I'll have you know some forum members are almost completely composed of air, hot air to be precise. And that thin air that you mock, well, that is where you are pulling most of your arguments from. Bite not the hand that feeds? Anyway, what was our last exchange about? Cigarettes cause smog or something to that effect?

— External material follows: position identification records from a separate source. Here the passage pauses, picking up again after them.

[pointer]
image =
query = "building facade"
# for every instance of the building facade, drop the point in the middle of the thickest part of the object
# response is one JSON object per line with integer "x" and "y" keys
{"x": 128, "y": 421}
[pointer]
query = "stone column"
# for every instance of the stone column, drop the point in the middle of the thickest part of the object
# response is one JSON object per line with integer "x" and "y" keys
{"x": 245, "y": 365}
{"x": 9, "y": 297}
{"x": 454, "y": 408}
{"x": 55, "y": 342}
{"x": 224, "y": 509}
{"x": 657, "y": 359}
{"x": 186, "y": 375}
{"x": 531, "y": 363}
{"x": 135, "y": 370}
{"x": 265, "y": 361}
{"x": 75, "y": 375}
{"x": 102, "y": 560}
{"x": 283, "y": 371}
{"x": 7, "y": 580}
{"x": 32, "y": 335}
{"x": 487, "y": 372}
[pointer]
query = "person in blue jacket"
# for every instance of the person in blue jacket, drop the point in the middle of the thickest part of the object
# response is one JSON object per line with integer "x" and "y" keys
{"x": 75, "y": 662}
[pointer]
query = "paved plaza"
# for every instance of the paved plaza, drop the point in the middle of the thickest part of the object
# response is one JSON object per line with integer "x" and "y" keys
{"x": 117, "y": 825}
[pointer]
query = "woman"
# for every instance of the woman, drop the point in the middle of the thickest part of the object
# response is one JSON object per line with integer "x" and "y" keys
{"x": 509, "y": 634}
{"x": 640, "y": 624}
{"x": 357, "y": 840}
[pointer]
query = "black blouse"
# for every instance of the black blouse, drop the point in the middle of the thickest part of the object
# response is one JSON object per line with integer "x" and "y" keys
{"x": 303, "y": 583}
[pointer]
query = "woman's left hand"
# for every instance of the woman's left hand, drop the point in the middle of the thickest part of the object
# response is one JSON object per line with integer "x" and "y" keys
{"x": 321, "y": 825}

Merc overheated in Austria, that's all the proof you need. A mountainous state full of wooly cattle and glaciers. Too hot! Now, I can hear you blaming it on the bodywork and radiators being too small and whatnot, but... no! It is the air temperature! You can't just blame the bodywork because it is just thin little sheets of carbon fiber. Have you ever seen a carbon fiber? No, you haven't, because they're too small to look at, you need a microscope. Now, I know a microscope is a scientist's-thing, not much more useful than a dousing stick or some bones scattered on the floor of your hut for rain forecasting, but hear me out. If you look under a microscope with one, well not literally under one of course, you'll probably just find dust and some old issues of the communist manifesto. Anyway... zoom in really far, close up on the atoms and you'll see there's just not much there at all. Just a bunch of quarks running around in circles. Quarks are like small gremlins, but don't confuse them for leptons, you'll anger them and they'll haunt your cupboard. So how can we blame the bodywork if the heat is just pouring through it like a sieve? Have you ever touched the bodywork of an F1 car after a race? Well, I have. Red hot! And then I was asked to step back behind the cordon, and then they demanded I show some form of ID or press credentials. But that's another story. Point is, don't believe these pseudoengineers saying the car's too hot because of some paper thin carbon collander bodywork or the water filled radiators. Water, which is generally cool to the touch, getting to hot, in Austria? Next to dozens of glaciers? Doesn't compute, Hans. No it's the air, the air's too hot.